I can label conversations, snooze follow-ups, use keyboard shortcuts to process messages in bulk, and keep my inbox at zero. It's the single biggest workflow upgrade I made this year.

Raycast: the command layer

When multitasking across multiple businesses and revenue streams, the cost of context-switching adds up fast. Every time I reach for my mouse, hunt for an app, or retype something I've written before, that's friction. Friction compounds.

Raycast is a keyboard-first launcher that gives users fast access to applications, text snippets, clipboard history, scripts, window management, and more, all from a single shortcut.

I use it to jump between tools without touching my mouse, insert saved text blocks for messages I send repeatedly, launch automations, and run commands across the apps I use most. There's an AI layer built in now, too, which means I can trigger Claude from anywhere on my screen without switching context.

Substack and beehiiv: the newsletter layer

I run two newsletters for two different audiences, so I use two different platforms.

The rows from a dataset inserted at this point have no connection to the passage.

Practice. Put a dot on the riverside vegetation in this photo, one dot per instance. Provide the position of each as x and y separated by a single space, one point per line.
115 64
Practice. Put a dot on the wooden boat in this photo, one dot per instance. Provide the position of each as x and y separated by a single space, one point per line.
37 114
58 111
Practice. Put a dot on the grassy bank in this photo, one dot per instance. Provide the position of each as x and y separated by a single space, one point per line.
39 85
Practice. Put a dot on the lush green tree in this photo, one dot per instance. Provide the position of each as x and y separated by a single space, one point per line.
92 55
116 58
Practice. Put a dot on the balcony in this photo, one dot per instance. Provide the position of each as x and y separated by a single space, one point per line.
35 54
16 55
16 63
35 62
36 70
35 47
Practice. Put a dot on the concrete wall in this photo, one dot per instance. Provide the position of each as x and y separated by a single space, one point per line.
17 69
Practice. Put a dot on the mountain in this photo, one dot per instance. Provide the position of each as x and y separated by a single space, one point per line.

Substack is my personal blog and newsletter. It's where I write about entrepreneurship, events, sobriety, and the things I'm thinking about. The writing environment is clean, the subscriber relationship is direct, and the community Substack has built around serious writers makes it the right home for work I actually care about.

Beehiiv powers The Shortlist's newsletter, the one that goes to founders, operators, and startup hiring teams. Beehiiv is built differently, more growth-oriented, better analytics, and more infrastructure for a publication that's part of a business.

The two platforms serve two different purposes, and I wouldn't swap them.

Framer: building brands, not just websites

Most of my websites are built on Framer, but it's more than a website builder.

Framer is a design-first web platform that lets you build sites that actually look the way you want them to, without compromising on performance or having to manage a developer relationship for every update.

My event pages, my company sites, my personal brand presence: all Framer. It's also fast enough that I can update a landing page for an event the night before it happens, without waiting on anyone.

Endel and Othership: the operating state

None of the tools above matter if your operating state is off.

I use Endel for deep work. It generates adaptive soundscapes calibrated to focus, sleep, and recovery. When I'm writing, building, or working through a complex problem, Endel is running in the background. It keeps me in the zone in a way that playlists and lo-fi beats simply don't.

Othership is how I wind down. It's a guided breathwork and meditation app that I've invested in and use at the end of the day to decompress.

In a work life that doesn't have clear boundaries because you're always the founder, the content creator, and the investor simultaneously, having a deliberate off-ramp is not a luxury. It's maintenance.

Andrew Yeung is a former Meta and Google employee who now produces tech events through Fibe, runs The Shortlist NYC hiring series for early-stage startups, and invests at Next Wave NYC.